Each rectangle represents a duration (in weeks) of pregnancy, sized based on the mean ‘gained’ weight of mothers, colored by the mean ‘weight’ of babies at birth.

This treemap illustrates that the highest mean gained weight was observed for pregnancies lasting 26 weeks (which appears to be atypical), followed by 46 weeks (which seems more typical), and then 31 weeks, and so on.

Weight Gains by Maternal Habit and Ethnicity

Create the new variable wgained

# create new dataset births2 which is a copy of birth1 + new variable wgained
births2 <- births |>
  # remove na's
  filter(!is.na(gained) & !is.na(habit)) |>
  mutate(wgained = case_when(
    gained < 25 ~ "low",
    between(gained, 25, 40) ~ "medium",
    gained > 40 ~ "high"
  ))

Histogram of Weight Gain Categories by Habit and race

# Reorder the factor levels of 'wgained' to reflect the desired order
births2$wgained <- factor(births2$wgained, levels = c("low", "medium", "high"))

# Create a histogram with facets by 'whitemom'
plot <- ggplot(births2, aes(x = habit, fill = wgained)) +
  geom_bar(position = "dodge", stat = "count") +
  scale_fill_manual(values = c("low" = "pink", "medium" = "salmon", "high" = "skyblue")) +
  labs(x = "Habit", y = "Count", fill = "Weight Gained",
       title = "Counts of Weight Gain Categories by Habit and race") +
  facet_wrap(~whitemom, scales = "fixed") +
  theme_dark()

plot

We observe an imbalance in the dataset, with a larger representation of white women compared to non-white women, leading to higher counts for white mothers than non-white mothers. In both white and non-white groups, there is a prevalence of women with medium weight gain, a moderate number with low weight gain, and a smaller proportion with very high weight gain.
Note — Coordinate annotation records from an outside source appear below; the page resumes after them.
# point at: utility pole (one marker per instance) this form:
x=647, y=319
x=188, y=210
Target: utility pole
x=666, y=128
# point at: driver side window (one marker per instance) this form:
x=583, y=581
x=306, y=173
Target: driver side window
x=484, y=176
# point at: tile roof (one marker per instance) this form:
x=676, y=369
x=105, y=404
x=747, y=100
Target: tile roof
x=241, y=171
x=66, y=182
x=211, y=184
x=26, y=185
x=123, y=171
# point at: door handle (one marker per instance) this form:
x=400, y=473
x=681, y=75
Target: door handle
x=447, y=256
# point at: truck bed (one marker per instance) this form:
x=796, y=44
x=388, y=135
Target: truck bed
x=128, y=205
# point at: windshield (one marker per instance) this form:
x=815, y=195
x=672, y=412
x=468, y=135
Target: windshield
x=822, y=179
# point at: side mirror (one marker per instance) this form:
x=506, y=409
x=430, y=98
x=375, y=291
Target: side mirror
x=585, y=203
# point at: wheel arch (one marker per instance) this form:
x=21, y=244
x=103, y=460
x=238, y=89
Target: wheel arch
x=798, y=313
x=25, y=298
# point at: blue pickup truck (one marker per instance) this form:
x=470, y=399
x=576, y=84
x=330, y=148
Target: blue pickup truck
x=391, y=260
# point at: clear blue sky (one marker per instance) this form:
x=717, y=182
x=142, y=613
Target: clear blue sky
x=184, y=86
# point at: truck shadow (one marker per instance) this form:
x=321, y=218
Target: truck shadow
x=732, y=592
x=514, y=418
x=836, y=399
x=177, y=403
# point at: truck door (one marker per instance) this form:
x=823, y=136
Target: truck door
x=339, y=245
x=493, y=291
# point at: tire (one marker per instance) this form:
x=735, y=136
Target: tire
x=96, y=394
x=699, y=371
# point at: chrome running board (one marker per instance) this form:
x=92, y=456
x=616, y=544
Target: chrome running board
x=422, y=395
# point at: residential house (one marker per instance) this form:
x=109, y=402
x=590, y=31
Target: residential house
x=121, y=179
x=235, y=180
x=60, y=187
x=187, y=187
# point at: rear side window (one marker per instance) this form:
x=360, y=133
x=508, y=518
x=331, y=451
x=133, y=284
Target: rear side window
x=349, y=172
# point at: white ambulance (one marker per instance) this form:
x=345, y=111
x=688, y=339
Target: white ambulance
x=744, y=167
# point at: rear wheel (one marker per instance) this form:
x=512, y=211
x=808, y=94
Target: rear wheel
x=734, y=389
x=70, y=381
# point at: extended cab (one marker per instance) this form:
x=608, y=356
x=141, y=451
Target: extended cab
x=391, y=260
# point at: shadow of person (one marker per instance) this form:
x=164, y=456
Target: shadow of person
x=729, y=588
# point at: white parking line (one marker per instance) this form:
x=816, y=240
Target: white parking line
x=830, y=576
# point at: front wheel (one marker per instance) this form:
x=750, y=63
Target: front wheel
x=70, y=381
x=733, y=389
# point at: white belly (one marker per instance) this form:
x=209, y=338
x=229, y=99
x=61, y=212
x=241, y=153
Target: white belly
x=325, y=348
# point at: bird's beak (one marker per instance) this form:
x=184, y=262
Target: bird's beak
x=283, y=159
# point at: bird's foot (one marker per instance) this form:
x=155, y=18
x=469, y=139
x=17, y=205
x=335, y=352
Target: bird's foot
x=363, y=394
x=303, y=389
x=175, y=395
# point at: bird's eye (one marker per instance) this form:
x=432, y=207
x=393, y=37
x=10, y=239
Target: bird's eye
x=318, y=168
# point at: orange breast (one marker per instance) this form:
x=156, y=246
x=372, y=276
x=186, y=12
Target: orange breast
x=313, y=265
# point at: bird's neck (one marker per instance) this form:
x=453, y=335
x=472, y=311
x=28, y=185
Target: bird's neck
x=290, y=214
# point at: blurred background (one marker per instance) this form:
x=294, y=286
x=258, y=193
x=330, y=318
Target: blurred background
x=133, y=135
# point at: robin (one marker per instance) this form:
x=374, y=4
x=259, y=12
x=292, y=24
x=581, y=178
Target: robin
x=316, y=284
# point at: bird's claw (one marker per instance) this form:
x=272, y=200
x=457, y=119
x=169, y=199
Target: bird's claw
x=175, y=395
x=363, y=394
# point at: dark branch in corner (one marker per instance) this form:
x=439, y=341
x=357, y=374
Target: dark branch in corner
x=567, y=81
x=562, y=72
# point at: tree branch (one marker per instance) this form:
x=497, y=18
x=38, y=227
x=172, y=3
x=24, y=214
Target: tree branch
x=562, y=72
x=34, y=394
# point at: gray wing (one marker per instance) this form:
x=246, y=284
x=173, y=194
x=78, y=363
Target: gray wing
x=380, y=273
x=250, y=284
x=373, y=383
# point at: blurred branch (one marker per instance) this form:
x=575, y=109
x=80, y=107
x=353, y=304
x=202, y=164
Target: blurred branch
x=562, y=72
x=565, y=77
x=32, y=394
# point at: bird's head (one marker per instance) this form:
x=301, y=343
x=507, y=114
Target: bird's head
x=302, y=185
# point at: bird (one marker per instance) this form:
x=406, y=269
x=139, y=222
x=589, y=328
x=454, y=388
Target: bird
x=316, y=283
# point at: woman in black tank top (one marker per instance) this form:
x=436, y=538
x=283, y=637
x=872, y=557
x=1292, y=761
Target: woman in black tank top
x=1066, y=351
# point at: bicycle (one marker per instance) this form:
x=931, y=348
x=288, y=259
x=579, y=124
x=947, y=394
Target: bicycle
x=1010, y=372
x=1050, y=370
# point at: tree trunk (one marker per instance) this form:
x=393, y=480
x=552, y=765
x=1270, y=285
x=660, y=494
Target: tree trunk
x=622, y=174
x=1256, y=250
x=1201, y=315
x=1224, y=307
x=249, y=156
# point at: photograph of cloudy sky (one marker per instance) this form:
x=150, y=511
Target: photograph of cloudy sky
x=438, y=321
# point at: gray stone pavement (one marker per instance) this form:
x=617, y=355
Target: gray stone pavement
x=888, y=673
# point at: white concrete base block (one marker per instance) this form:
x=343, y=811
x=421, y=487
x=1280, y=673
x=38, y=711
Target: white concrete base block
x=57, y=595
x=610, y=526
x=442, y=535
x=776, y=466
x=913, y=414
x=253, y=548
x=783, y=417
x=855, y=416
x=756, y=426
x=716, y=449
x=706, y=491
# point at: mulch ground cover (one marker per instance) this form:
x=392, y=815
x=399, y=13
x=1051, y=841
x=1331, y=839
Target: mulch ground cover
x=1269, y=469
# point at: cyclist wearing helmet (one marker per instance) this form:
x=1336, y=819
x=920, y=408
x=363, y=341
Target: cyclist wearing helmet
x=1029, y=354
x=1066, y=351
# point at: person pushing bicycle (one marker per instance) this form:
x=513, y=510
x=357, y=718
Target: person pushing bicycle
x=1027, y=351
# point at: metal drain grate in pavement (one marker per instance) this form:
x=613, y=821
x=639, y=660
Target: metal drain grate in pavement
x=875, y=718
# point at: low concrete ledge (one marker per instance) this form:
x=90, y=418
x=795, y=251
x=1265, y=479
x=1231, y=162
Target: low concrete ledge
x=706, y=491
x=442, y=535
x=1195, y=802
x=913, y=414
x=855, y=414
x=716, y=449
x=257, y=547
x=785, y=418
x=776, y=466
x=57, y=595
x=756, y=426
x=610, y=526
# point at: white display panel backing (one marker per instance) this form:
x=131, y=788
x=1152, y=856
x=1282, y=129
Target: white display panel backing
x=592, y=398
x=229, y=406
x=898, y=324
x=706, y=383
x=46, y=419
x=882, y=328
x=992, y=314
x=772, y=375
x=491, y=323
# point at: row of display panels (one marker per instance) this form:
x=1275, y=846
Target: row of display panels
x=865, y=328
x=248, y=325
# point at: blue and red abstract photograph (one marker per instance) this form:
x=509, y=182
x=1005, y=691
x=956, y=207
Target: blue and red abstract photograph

Additionally, in both white and non-white groups, non-smokers outnumber smokers.

Conclusion:

This dataset was suitable for examining the relationship between expectant mothers’ habits and practices and the birth of their children. The scatterplot revealed a weak association between pregnancy length and baby weight at birth, while the linear model confirmed that the number of weeks is a reliable predictor of birth weight. The limitation of using only two colors in the scatterplot arose from categorical variables like ‘sex,’ which, along with other categorical variables in the dataset, had only two possible values. The treemap demonstrated that high weight gain is not necessarily tied to greater pregnancy length. An unexpected finding was the highest mean weight gain observed in women with pregnancies lasting only 26 weeks. The histogram highlighted the prevalence of white women in the dataset and a lower number of smokers compared to non-smokers. Cleaning the dataset before working was unnecessary, as all variable names were already lowercase and clearly named, and there was no need to filter data. However,I had to remove NA values when conducting computations or before generating the histogram. Although I wished to explore the influence of the ‘visits’ variable on weight gained by mother or baby weight at birth, the complexity involved would extend the analysis beyond the necessary scope of this assignment.